Dietary Creatine and Female Reproductive Health: What New Research Reveals
Creatine has long been associated with athletic performance and muscle strength. However, emerging research suggests that creatine may play a far more significant role in women’s health than previously understood. A 2024 population-based study analyzing NHANES 2017–2020 data examined the association between dietary creatine intake and reproductive health outcomes in U.S. women.
The findings raise important questions about creatine intake, menstrual regularity, pregnancy outcomes, and gynecological health.
What Is Creatine and Why Does It Matter for Women?
Creatine is a naturally occurring compound involved in cellular energy production. It supports the phosphocreatine energy system, which helps regenerate ATP — the primary energy currency of the cell.
Reproductive tissues — including the ovaries and placenta — are highly energy-dependent. This makes creatine potentially important across:
Menstrual cycling
Ovulation
Pregnancy
Postpartum recovery
Menopause
Creatine is obtained from:
Endogenous synthesis (liver, kidneys)
Animal-based foods (meat, fish, poultry, dairy)
Overview of the NHANES Study
Researchers analyzed 4,522 U.S. females aged 12+ and categorized participants into:
Suboptimal intake: <13 mg/kg/day
Recommended intake: ≥13 mg/kg/day
The average intake was 10.5 mg/kg/day, with 71% consuming below recommended levels.
Key Findings: Creatine and Menstrual Health
Women consuming ≥13 mg/kg/day had:
25% lower odds of irregular periods
Lower likelihood of oligomenorrhea
Even after adjusting for nutrient intake, BMI, race, income, and education, the association remained significant. This suggests a potential independent relationship between dietary creatine intake and menstrual regularity.
Creatine and Obstetric Outcomes
Lower creatine intake was associated with increased odds of:
Fetal macrosomia
Pelvic inflammatory disease
Hysterectomy
Oophorectomy
Hormone replacement therapy use
There was no association with gestational diabetes or infertility.
Why Might Creatine Influence Reproductive Health?
1. Cellular Bioenergetics
Oocytes and placental tissue have high ATP demands. Creatine supports rapid ATP regeneration.
2. Antioxidant Properties
Creatine may reduce oxidative stress, which is implicated in reproductive disorders.
3. Fluid Regulation
Research suggests creatine may influence intracellular fluid shifts during the luteal phase.
4. Lifespan Considerations
Creatine intake declines with age — the study showed lowest intake in women 65+.
Should Women Increase Creatine Intake?
Important considerations:
This study was cross-sectional.
It does not prove causation.
Dietary intake was self-reported.
Supplement intake was not included.
However, given the high prevalence of suboptimal intake, dietary adequacy deserves attention.
Food Sources of Creatine
Approximate content per 100g:
Beef: 400–500 mg
Salmon: 400–500 mg
Chicken: 300–400 mg
Dairy: small amounts
Vegetarian and vegan diets contain virtually no creatine.
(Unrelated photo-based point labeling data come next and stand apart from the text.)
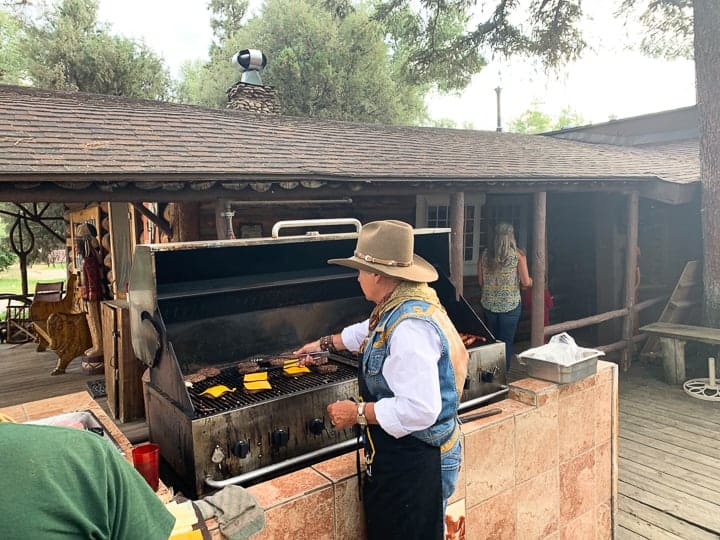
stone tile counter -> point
(545, 468)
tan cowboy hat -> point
(386, 247)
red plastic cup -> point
(146, 459)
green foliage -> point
(7, 257)
(437, 45)
(12, 62)
(533, 121)
(68, 49)
(426, 46)
(43, 241)
(227, 17)
(322, 65)
(669, 25)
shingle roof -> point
(78, 136)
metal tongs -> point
(264, 360)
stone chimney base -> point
(253, 98)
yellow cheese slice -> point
(217, 391)
(257, 385)
(191, 535)
(296, 370)
(252, 377)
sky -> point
(608, 82)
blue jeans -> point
(503, 326)
(450, 468)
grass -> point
(10, 279)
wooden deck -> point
(25, 376)
(669, 444)
(669, 461)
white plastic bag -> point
(561, 349)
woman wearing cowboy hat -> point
(412, 368)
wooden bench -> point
(672, 341)
(61, 326)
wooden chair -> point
(61, 326)
(17, 323)
(49, 292)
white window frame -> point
(476, 200)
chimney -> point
(249, 93)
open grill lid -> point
(198, 304)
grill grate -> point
(282, 386)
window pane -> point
(437, 216)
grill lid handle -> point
(151, 342)
(314, 223)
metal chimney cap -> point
(250, 59)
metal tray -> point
(81, 420)
(548, 370)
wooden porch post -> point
(630, 277)
(223, 220)
(539, 266)
(457, 223)
(188, 222)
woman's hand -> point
(303, 352)
(523, 274)
(343, 414)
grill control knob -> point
(487, 376)
(218, 455)
(280, 437)
(316, 426)
(241, 449)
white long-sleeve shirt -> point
(411, 371)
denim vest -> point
(376, 352)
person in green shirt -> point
(58, 482)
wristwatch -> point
(362, 420)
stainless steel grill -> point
(197, 305)
(283, 386)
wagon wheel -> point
(22, 241)
(705, 389)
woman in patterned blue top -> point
(502, 270)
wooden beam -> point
(457, 240)
(586, 321)
(631, 283)
(163, 225)
(539, 268)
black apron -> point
(402, 495)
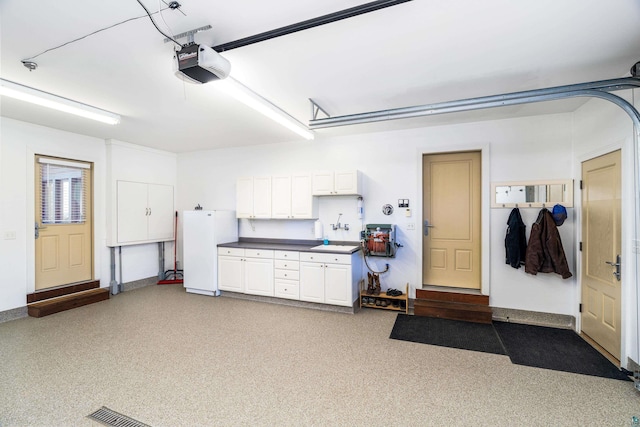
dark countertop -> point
(288, 245)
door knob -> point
(616, 265)
(427, 226)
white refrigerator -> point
(202, 232)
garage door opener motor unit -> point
(197, 63)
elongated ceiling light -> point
(45, 99)
(251, 99)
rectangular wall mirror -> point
(532, 194)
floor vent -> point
(111, 418)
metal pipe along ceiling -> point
(594, 89)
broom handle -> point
(175, 245)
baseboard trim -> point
(129, 286)
(13, 314)
(290, 302)
(563, 321)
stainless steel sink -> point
(336, 248)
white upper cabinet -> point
(253, 197)
(281, 196)
(144, 212)
(336, 183)
(292, 198)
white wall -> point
(19, 142)
(518, 149)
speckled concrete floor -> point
(168, 358)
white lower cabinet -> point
(287, 274)
(306, 276)
(248, 271)
(329, 278)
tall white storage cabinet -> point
(202, 232)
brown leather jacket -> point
(544, 251)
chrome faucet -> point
(338, 226)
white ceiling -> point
(414, 53)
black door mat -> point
(447, 333)
(556, 349)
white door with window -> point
(63, 227)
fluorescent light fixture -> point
(45, 99)
(251, 99)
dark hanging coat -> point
(545, 252)
(515, 242)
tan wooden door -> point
(63, 234)
(451, 220)
(601, 289)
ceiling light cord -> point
(155, 25)
(27, 60)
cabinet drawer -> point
(258, 253)
(287, 274)
(287, 289)
(295, 255)
(231, 251)
(326, 258)
(287, 265)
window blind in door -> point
(64, 191)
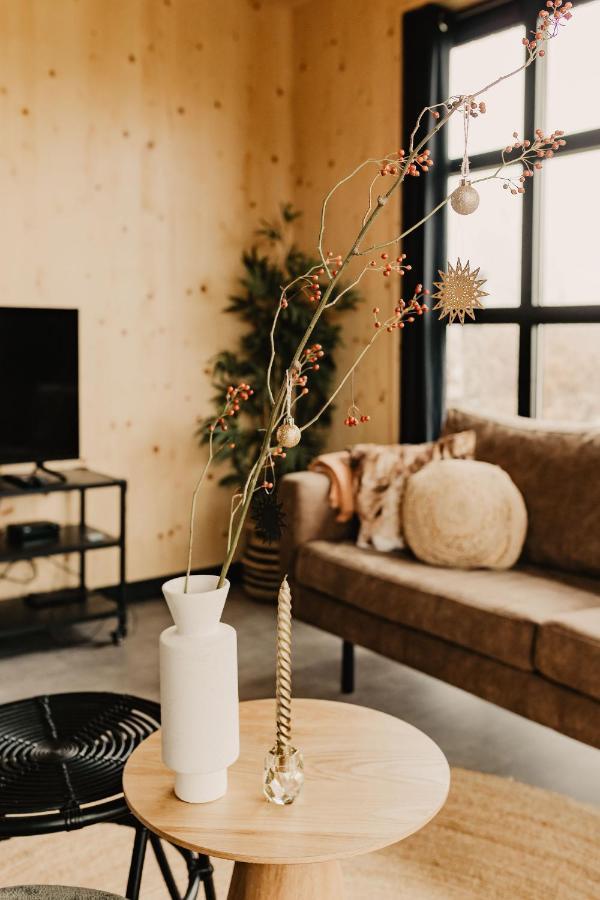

The Bigger Public Health Implication
Reproductive disorders carry significant health and economic burdens. If creatine intake plays even a modest protective role, dietary guidance may need reevaluation. Further research is necessary before formal recommendations change. Speak to your healthcare provider for more information.
Practical Takeaways
Most women may be under-consuming creatine.
Higher intake was associated with better reproductive health markers.
Creatine supports cellular energy in reproductive tissues.
More research is needed to confirm causation.
Final Thoughts
Creatine may represent an overlooked nutritional factor in women’s health. While not definitive, this research opens the door to new conversations about energy metabolism and reproductive physiology.
If you are experiencing irregular cycles or reproductive concerns, personalized nutrition guidance can help evaluate dietary adequacy.